Hot Topics for Trial Lawyers
A compilation of journalistic articles to keep you abreast of changing developments and current events in the litigation realm. If you are interested in writing for this Hot Topics segment, email tnuckols@texasbar.com
Bell Atlantic Corp. v. Tombly
Posted 5/11/08 W. Royal Ferguson, Jr., U.S. District Court, Western District of TexasThe recent U. S. Supreme Court decision in Bell Atlantic Corp. v. Twombly, 127 S. Ct. 1955 (2007) should be a wake up call for all trial lawyers and all trial judges everywhere for several reasons. For one thing, it sets up another barrier to entry into federal court by changing the rules for motions to dismiss under 12(b)(6) because complaints now must state a “plausible” claim or face dismissal. Now, every civil action in federal court will not only face a summary judgment motion and a Daubert motion, but also a 12(b)(6) motion. It is not because such motions are mandatory, it is just because they will be filed, out of an abundance of caution. Or just to work the plaintiffs and the courts to death.
But that is not the only problem with Twombly. In the case, six Supreme Court Justices apparently agree with Justice Souter that discovery in civil cases is impossible to control as a practical matter and that we should just give up and make it much harder to be in federal court, so that discovery doesn’t happen at all. This is an enormous challenge to the practicing trial bar and to trial courts, because it is a clear signal that if we do not get discovery under control, access to federal courts is going to be more and more restricted. Now is the time for those of us at the trial level who think that the civil justice system matters to come together and show our appellate courts that discovery can work effectively and efficiently. That means that trial lawyers must re-dedicate themselves to working with each other to be cooperative and reasonable about discovery. That also means that trial judges must quit treating discovery disputes as a pain in the backside and must start dealing with them in a creative and helpful way.

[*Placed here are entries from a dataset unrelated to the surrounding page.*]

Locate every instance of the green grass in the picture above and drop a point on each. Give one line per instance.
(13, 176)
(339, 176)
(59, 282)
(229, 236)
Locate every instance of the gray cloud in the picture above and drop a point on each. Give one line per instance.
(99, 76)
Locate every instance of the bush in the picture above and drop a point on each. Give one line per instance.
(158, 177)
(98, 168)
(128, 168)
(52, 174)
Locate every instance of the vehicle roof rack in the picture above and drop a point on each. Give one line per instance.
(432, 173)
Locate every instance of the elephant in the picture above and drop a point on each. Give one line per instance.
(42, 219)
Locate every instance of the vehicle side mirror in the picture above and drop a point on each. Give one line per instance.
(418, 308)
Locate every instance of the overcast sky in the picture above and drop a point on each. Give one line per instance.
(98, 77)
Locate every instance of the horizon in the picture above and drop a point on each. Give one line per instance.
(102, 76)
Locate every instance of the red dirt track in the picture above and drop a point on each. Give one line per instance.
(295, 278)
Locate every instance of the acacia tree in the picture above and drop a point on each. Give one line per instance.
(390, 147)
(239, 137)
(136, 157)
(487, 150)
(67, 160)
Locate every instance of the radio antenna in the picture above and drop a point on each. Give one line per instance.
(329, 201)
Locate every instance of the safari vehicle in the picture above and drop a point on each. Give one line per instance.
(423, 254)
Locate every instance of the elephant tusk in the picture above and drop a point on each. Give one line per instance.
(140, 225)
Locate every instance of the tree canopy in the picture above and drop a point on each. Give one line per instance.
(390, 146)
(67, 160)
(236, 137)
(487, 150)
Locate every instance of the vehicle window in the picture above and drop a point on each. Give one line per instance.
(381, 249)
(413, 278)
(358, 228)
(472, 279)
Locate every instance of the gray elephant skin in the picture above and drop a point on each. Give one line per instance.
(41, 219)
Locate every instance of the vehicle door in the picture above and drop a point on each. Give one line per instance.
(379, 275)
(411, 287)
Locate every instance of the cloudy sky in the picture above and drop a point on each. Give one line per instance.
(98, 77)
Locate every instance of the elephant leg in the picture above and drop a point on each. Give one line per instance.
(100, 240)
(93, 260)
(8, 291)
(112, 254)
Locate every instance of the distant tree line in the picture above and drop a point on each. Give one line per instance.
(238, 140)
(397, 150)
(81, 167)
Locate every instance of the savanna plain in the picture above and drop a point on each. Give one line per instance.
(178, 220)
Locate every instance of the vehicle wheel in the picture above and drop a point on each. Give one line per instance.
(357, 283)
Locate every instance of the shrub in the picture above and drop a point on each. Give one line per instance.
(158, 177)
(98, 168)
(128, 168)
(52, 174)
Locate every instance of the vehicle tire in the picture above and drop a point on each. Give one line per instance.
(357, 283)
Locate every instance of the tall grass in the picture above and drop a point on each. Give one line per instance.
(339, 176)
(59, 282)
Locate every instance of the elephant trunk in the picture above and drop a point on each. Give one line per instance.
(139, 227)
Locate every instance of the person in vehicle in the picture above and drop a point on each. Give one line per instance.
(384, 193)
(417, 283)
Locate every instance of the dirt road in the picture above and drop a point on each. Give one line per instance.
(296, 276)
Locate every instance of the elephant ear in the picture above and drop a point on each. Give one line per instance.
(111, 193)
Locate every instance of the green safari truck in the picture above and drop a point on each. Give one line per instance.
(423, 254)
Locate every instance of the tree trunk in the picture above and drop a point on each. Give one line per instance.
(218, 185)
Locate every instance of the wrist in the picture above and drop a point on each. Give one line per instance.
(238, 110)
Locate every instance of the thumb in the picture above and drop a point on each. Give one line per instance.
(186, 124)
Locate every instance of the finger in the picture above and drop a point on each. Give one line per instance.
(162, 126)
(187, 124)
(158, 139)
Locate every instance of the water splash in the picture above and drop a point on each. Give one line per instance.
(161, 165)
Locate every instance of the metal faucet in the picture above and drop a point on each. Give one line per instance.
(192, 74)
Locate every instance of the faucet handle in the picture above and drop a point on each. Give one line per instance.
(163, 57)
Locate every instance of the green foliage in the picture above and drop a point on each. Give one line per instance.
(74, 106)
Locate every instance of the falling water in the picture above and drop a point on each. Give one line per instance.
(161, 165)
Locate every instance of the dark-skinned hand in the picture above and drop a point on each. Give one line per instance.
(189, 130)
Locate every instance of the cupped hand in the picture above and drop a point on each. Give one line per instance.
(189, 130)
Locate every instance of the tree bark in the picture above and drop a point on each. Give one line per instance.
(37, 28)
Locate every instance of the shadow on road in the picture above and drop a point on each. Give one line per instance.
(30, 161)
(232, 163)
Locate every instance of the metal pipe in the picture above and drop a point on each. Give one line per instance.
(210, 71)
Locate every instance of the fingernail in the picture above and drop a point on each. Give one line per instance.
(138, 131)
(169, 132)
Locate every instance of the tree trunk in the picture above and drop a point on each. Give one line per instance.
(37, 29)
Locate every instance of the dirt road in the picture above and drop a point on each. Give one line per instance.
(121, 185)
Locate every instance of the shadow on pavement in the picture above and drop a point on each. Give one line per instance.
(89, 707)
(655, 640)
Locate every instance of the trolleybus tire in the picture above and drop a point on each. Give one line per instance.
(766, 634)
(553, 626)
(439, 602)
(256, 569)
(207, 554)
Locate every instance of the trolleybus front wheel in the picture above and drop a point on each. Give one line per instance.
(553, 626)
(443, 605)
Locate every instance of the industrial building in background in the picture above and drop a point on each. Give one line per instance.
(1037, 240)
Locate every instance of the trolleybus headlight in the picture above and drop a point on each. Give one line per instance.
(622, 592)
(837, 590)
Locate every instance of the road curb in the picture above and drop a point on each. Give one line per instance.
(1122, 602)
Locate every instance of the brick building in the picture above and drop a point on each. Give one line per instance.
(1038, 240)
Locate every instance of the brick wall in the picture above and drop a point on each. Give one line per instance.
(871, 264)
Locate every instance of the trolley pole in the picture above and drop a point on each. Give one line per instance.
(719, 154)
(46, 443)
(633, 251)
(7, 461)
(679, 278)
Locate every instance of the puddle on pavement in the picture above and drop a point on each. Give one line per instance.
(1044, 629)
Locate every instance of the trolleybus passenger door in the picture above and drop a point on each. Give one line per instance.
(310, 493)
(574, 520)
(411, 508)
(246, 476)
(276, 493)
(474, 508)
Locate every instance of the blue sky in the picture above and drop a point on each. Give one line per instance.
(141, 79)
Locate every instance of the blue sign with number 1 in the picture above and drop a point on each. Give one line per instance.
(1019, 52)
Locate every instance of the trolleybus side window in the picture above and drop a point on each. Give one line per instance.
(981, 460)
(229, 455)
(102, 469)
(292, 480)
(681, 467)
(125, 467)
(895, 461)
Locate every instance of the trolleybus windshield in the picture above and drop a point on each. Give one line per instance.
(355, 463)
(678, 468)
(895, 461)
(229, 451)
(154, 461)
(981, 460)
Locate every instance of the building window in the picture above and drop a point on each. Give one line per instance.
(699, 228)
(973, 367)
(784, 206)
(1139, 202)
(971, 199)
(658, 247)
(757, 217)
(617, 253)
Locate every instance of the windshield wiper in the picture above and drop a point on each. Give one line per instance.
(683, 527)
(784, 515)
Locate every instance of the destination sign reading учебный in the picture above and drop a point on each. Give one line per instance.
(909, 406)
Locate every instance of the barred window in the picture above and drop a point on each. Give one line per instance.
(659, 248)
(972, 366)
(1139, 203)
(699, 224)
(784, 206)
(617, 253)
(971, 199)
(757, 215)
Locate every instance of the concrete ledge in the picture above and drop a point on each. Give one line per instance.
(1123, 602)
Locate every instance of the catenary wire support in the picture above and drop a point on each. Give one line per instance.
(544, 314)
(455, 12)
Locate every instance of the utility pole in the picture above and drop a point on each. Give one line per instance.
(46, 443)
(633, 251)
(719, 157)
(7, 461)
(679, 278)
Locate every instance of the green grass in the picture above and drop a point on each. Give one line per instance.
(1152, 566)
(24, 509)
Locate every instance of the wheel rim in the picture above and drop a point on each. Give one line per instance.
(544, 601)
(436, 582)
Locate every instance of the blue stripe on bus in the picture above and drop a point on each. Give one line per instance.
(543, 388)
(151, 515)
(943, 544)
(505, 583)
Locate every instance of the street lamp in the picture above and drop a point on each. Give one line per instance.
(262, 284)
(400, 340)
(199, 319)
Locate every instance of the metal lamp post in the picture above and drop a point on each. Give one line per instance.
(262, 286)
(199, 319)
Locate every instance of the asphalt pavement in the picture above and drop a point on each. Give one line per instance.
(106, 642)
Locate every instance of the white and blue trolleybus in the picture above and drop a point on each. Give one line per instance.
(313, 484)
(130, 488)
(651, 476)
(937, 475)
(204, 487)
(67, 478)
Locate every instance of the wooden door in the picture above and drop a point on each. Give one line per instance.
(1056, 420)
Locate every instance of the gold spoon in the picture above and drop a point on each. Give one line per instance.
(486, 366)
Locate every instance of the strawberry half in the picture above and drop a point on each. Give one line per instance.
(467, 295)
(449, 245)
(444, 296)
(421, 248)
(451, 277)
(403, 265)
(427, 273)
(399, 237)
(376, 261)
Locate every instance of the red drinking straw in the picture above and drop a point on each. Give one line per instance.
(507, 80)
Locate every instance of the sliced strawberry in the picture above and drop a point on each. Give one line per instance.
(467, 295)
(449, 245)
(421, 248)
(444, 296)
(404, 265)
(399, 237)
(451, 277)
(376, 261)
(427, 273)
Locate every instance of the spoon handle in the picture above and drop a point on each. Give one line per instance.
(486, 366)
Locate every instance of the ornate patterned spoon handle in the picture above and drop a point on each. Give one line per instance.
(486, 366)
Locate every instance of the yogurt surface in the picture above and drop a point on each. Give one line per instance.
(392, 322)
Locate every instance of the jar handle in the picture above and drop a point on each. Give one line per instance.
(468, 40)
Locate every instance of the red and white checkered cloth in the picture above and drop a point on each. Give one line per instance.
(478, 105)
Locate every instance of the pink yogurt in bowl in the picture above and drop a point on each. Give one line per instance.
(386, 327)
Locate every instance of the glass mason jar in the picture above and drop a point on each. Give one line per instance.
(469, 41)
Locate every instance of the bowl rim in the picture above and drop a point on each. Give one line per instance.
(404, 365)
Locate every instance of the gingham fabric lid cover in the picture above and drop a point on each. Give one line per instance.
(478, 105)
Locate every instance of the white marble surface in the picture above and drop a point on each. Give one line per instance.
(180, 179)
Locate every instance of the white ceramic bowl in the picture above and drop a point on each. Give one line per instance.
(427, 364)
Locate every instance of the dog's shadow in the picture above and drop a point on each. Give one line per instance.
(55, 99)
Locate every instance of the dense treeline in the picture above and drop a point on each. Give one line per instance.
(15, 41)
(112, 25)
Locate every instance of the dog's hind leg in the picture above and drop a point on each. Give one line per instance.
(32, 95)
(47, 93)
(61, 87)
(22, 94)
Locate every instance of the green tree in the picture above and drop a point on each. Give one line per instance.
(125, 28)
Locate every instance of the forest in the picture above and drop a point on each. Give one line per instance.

In my view, the biggest problem with the civil justice system today is discovery. It is where so much of the fighting takes place and it is where so much of the cost is absorbed. Either we get this under control or else the judges upstairs are going to keep chopping away at court access. If we fail in this task, we will have failed this nation and the cause of justice and liberty for all time to come. It will be said, quite accurately, that, during our watch, we let justice die. If this is not a call to action, I do not know what is. Yet. I think that we can do this. I think that we can rise to the challenge and make discovery work and preserve this system that has served America so well and that has done so much to keep the rule of law in place here. But the time to act is now. What do you think?